A sueca Sarah Sjostrom e o chinês Xu Jiayu talvez sequer jamais tenham se falado, apesar de frequentarem as mesmas grandes competições internacionais.

Mas têm histórias até certo ponto semelhantes de voltas por cima, e que tiveram um efeito libertador em suas carreiras.

E que muitos desejam repetir.

A prodígio que virou estrela

Em 2009, Sjostrom surpreendeu o mundo ao vencer os 100m borboleta no Mundial de Roma, superando o recorde mundial. Tinha apenas 15 anos.

Não estava preparada para aquele sucesso. Pressionada todas as vezes que competia, não alcançou seus objetivos nos anos seguintes. No Mundial seguinte, em Xangai, terminou na quarta posição em três provas.
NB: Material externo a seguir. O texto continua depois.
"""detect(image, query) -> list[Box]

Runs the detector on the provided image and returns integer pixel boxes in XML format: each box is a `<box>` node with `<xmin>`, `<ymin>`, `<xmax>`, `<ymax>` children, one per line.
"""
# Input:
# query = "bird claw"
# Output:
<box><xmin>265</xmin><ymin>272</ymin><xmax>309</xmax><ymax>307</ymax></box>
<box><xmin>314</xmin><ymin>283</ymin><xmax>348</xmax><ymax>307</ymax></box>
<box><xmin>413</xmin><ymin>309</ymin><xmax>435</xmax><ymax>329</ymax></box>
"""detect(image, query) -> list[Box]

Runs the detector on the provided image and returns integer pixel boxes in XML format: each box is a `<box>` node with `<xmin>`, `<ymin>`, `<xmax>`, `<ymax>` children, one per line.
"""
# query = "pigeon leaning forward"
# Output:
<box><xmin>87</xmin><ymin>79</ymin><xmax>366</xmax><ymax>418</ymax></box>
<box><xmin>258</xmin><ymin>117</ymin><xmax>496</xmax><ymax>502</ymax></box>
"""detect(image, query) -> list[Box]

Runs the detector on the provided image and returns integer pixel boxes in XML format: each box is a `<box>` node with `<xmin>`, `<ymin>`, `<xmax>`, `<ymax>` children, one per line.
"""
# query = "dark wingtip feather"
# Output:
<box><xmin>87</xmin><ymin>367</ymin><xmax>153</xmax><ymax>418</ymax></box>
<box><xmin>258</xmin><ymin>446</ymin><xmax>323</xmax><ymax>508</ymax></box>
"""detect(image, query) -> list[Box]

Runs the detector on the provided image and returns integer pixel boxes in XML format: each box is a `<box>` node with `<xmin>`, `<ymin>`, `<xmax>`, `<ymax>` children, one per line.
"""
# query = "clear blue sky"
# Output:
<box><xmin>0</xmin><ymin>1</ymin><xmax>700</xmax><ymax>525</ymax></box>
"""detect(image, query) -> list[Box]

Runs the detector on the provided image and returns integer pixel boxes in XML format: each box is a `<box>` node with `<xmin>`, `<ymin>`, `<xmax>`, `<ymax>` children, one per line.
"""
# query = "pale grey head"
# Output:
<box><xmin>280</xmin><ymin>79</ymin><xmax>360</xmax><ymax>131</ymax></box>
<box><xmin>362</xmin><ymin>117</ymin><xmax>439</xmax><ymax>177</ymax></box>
Nos Jogos Olímpicos de Londres, em 2012, mais um quarto lugar.

A partir de então, passou a trabalhar com um psicólogo e mudou a forma de encarar a natação. Resultado: um ciclo olímpico seguinte primoroso, recordes mundiais nos 50m e 100m borboleta, títulos mundiais em 2013 e 2015 e grandes performances também em provas de livre.

Sarah Sjostrom (foto: Gian Mattia D’Alberto/LaPresse)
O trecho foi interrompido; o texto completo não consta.